PEABODY, MASS. (WHDH) - A car races past a Peabody school bus, even though you can clearly see its bright flashing red lights and stop sign. Soon after, another car — zooming by just seconds before children sprinted across the street to safety.

“Every day we can’t let them cross the street,” said Peabody parent Barbara Digirolam. “An adult has to be here because they can’t cross the street safely, which is really disturbing.”

Digirolam has witnessed many close calls as she watches her kids getting on and off the bus.

Drivers must stop when a school bus is letting students on and off, but that doesn’t always happen.

“We had two kids in Peabody last year who got hit by a car because somebody went around the bus,” Digirolam said.

7 Investigates was the first to report last fall that Peabody had partnered with a company called Bus Patrol to equip school buses with cameras. These cameras detect and record cars zooming by buses that have their stop signs out.

Since our investigation, well over 2,500 violations were caught on camera.

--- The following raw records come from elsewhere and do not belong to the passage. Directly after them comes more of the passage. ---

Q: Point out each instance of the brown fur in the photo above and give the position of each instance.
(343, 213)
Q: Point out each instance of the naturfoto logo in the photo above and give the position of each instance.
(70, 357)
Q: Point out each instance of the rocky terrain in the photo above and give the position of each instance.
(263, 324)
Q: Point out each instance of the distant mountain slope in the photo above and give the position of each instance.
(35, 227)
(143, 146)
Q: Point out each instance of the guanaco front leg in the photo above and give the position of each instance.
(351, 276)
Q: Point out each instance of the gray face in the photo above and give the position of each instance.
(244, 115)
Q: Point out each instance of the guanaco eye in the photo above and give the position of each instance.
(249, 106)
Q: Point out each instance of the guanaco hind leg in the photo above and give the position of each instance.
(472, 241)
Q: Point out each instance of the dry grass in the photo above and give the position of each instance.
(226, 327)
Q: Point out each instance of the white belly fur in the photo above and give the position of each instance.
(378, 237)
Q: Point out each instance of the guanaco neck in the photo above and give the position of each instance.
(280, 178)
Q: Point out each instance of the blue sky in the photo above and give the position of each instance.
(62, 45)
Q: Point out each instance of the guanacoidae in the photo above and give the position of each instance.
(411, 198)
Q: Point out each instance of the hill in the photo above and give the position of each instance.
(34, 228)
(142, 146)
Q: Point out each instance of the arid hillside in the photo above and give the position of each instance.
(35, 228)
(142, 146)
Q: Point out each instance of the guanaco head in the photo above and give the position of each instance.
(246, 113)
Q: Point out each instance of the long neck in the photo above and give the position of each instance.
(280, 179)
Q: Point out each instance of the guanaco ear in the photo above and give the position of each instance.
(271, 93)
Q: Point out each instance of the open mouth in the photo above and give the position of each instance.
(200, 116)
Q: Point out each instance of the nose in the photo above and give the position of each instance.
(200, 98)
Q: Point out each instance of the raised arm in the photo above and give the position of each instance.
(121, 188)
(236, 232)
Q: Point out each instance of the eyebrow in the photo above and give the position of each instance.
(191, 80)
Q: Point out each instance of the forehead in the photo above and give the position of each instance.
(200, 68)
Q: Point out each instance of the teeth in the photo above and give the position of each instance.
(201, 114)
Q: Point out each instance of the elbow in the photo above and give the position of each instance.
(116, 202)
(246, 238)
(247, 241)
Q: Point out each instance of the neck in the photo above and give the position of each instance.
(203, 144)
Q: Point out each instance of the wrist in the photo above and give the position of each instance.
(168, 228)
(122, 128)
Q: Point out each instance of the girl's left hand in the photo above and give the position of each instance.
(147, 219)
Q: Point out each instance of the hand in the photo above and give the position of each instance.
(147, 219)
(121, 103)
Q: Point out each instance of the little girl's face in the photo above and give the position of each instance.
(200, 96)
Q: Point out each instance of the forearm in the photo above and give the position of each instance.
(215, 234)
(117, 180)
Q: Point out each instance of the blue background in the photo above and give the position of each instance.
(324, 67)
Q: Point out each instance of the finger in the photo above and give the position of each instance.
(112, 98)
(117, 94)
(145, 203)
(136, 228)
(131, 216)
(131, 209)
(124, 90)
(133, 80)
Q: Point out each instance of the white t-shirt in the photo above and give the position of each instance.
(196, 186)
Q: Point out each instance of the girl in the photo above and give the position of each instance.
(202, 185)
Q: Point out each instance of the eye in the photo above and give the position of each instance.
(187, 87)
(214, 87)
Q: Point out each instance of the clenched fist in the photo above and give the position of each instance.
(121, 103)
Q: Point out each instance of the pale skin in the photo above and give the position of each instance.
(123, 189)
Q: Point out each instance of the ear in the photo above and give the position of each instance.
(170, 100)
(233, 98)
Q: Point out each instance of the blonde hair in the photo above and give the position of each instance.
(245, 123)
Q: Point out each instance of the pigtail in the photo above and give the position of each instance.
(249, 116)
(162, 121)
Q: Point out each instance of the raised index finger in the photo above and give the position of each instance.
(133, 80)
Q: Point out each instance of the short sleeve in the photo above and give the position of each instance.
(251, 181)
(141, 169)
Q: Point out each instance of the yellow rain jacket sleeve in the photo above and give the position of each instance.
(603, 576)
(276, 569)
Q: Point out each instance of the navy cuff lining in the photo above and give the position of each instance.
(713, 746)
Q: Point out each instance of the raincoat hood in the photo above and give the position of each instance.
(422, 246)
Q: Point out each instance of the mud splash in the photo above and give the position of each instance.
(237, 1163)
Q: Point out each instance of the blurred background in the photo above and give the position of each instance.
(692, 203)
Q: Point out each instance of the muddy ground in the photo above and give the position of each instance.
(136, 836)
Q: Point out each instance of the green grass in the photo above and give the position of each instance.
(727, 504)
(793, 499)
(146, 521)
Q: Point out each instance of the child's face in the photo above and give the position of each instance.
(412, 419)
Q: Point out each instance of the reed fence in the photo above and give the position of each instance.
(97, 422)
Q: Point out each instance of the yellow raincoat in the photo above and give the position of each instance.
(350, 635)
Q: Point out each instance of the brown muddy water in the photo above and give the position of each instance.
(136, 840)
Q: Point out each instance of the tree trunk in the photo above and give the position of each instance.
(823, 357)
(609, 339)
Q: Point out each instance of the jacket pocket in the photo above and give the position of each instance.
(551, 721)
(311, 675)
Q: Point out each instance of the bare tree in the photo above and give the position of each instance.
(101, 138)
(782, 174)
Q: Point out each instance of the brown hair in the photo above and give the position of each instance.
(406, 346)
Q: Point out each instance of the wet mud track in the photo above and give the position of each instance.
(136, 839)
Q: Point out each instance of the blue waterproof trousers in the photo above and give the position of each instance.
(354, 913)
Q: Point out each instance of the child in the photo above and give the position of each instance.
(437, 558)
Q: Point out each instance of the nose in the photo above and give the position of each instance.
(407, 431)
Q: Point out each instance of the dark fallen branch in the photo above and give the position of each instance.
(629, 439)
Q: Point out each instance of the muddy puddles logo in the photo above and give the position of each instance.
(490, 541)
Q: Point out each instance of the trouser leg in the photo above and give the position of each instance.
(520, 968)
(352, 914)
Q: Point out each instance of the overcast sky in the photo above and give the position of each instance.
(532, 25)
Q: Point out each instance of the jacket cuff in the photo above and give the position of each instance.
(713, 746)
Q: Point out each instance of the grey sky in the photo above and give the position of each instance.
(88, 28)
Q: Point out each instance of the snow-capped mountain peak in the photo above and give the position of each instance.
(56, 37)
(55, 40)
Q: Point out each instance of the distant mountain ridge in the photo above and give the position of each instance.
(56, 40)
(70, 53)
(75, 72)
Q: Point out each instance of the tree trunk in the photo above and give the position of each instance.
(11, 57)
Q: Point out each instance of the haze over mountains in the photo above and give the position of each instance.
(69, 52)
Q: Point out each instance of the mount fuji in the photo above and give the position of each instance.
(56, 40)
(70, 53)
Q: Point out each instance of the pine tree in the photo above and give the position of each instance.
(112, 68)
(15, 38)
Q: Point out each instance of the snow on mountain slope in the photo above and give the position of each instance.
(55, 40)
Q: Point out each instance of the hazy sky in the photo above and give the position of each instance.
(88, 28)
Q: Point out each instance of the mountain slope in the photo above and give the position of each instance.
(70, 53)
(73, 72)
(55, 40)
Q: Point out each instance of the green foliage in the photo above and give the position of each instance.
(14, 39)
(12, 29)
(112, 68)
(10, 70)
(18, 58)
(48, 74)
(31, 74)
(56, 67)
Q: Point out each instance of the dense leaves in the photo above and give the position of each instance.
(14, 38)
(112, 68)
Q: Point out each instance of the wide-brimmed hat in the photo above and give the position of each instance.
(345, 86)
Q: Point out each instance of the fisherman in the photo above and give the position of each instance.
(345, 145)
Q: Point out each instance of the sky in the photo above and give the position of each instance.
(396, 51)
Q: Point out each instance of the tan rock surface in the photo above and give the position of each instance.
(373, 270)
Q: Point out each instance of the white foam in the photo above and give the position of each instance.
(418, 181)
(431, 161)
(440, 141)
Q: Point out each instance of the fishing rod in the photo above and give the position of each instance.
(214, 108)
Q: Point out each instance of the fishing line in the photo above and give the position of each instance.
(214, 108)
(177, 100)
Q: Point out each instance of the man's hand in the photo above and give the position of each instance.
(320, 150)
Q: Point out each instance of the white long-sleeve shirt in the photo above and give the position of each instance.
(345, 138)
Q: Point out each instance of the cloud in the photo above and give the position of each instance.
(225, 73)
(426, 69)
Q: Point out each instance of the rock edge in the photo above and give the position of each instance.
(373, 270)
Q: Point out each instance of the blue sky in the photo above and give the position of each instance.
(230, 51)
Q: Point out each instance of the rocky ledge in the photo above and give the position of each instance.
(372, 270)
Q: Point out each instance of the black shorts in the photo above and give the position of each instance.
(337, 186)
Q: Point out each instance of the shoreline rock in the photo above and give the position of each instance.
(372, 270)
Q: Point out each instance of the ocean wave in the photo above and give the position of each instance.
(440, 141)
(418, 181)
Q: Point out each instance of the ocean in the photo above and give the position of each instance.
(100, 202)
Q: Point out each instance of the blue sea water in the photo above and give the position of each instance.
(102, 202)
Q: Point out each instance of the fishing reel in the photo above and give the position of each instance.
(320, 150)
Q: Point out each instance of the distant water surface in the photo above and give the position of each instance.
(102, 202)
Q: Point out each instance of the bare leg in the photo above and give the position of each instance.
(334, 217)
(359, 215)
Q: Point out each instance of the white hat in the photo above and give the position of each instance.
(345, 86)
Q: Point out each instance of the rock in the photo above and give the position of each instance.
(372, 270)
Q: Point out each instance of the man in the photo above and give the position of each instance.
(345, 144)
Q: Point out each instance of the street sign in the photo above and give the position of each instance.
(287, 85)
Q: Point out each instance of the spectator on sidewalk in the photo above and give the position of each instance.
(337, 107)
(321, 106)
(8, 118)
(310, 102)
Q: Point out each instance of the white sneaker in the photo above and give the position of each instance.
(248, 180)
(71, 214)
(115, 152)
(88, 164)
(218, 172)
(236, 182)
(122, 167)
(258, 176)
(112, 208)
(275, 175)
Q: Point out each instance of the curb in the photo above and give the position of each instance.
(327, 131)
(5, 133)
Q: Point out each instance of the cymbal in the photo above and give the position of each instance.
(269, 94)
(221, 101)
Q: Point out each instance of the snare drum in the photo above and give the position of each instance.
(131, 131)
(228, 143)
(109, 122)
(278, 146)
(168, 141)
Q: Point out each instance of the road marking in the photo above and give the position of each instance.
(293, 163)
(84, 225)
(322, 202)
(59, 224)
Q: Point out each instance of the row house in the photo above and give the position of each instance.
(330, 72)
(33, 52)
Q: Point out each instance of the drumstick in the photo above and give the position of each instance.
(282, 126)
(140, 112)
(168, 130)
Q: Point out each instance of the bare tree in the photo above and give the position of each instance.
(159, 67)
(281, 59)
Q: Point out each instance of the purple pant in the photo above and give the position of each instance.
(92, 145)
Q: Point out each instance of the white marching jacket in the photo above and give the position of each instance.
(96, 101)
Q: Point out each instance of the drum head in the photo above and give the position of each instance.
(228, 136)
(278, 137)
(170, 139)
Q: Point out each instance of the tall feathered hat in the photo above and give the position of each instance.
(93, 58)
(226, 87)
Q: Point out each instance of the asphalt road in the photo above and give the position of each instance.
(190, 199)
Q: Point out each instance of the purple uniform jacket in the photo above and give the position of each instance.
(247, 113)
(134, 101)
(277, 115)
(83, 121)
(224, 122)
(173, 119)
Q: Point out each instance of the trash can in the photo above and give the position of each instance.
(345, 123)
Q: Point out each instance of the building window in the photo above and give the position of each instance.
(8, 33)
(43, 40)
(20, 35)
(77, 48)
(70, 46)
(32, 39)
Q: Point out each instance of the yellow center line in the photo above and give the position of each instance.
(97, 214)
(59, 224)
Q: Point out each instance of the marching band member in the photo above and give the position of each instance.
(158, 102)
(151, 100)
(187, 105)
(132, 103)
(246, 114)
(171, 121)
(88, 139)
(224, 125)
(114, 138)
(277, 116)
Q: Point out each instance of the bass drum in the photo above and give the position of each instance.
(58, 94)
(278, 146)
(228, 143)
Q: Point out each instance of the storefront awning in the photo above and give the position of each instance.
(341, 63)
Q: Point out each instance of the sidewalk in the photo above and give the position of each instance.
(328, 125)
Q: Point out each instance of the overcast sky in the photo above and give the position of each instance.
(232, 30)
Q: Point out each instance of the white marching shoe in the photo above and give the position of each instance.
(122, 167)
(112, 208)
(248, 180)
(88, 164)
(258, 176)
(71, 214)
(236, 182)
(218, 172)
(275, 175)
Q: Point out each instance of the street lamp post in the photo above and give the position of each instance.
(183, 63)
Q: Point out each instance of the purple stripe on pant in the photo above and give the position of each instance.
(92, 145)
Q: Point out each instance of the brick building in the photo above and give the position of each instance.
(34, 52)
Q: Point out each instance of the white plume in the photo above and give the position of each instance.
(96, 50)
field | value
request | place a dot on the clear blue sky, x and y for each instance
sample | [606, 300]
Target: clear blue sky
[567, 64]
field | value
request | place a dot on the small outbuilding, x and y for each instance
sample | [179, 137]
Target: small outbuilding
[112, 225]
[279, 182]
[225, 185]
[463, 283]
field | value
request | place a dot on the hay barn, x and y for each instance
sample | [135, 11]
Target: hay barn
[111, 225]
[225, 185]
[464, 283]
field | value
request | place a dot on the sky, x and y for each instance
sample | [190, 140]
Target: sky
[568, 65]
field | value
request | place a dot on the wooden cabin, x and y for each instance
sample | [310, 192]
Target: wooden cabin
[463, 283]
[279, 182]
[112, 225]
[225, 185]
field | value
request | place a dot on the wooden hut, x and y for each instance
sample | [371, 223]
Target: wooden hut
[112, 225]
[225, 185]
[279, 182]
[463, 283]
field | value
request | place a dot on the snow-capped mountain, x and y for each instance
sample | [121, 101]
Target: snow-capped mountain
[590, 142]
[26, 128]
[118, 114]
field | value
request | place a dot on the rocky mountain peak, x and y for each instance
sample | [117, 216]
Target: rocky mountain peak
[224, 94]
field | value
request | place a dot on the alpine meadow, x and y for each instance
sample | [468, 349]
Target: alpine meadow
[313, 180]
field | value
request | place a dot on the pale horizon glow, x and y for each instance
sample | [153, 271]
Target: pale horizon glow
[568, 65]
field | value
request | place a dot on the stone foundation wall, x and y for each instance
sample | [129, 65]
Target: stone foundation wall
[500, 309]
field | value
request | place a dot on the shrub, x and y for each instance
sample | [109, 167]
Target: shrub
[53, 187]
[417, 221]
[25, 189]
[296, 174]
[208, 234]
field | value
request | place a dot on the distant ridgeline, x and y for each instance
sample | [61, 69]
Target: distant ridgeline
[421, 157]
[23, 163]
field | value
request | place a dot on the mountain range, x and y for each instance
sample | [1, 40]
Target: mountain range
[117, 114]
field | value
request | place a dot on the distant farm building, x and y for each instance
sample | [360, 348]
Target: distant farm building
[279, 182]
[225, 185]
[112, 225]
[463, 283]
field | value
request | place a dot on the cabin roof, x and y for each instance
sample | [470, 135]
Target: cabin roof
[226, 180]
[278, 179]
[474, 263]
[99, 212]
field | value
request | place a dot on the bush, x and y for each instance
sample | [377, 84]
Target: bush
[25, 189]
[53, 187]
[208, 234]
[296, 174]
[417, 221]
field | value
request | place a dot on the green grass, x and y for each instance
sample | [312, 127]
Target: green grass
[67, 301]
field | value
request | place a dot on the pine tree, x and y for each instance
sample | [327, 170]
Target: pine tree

“We have cameras on 10 of the buses. We have a fleet of 30 so when you look at those numbers and extrapolate them out, the numbers really are… it’s really much, much higher,” said Peabody mother Maria Sheri.

The police department also took notice.

“It’s helping us identify more trouble spots so that we can allocate limited resources to those spots and try to conduct that enforcement that is very necessary,” Peabody Police Captain Scott Richards said.

As a result of this pilot program, officers are now strategically positioned along some of the most dangerous bus routes identified by the cameras. They’re also deploying unmarked cruisers to tail buses and bust those making dangerous passes.

“It seems that the morning commute is a little more dangerous than the afternoon,” Richards said. “People are rushing to get to work in the morning and sometimes they don’t really care about traffic around them.”

Drivers who pass a school bus can be fined $250, but police can’t legally give out tickets based on the bus patrol recordings alone. They need to witness the offense.

“The information as it rolls in guides what we do with our resources and we’re going to continue to combat this problem,” Richards said.

Peabody police are exploring ways to use the camera footage as evidence against dangerous drivers. And parents are all for it.

“It’s not a money grab. It’s not what this is about. We’ve got kids that need to cross the street and people are deliberately ignoring the law that was enacted to protect them,” Sheri said.

Parents hope the cameras become a permanent fixture on school buses across the state.

“If it’s happening in peabody, it’s happening in every other city in town in massachusetts,” Digirolam said.

“We can’t just kick it down the road anymore. Someone’s going to get killed. I don’t want anybody scratching their heads going, ‘Oh jeez, why didn’t we do anything about this,'” Sheri said.

Studies done by MassDOT show nearly half of all serious pedestrian accidents happen within 300 feet of a bus stop. Communities around the United States with similar cameras noted a 98 percent reduction in repeat offenses.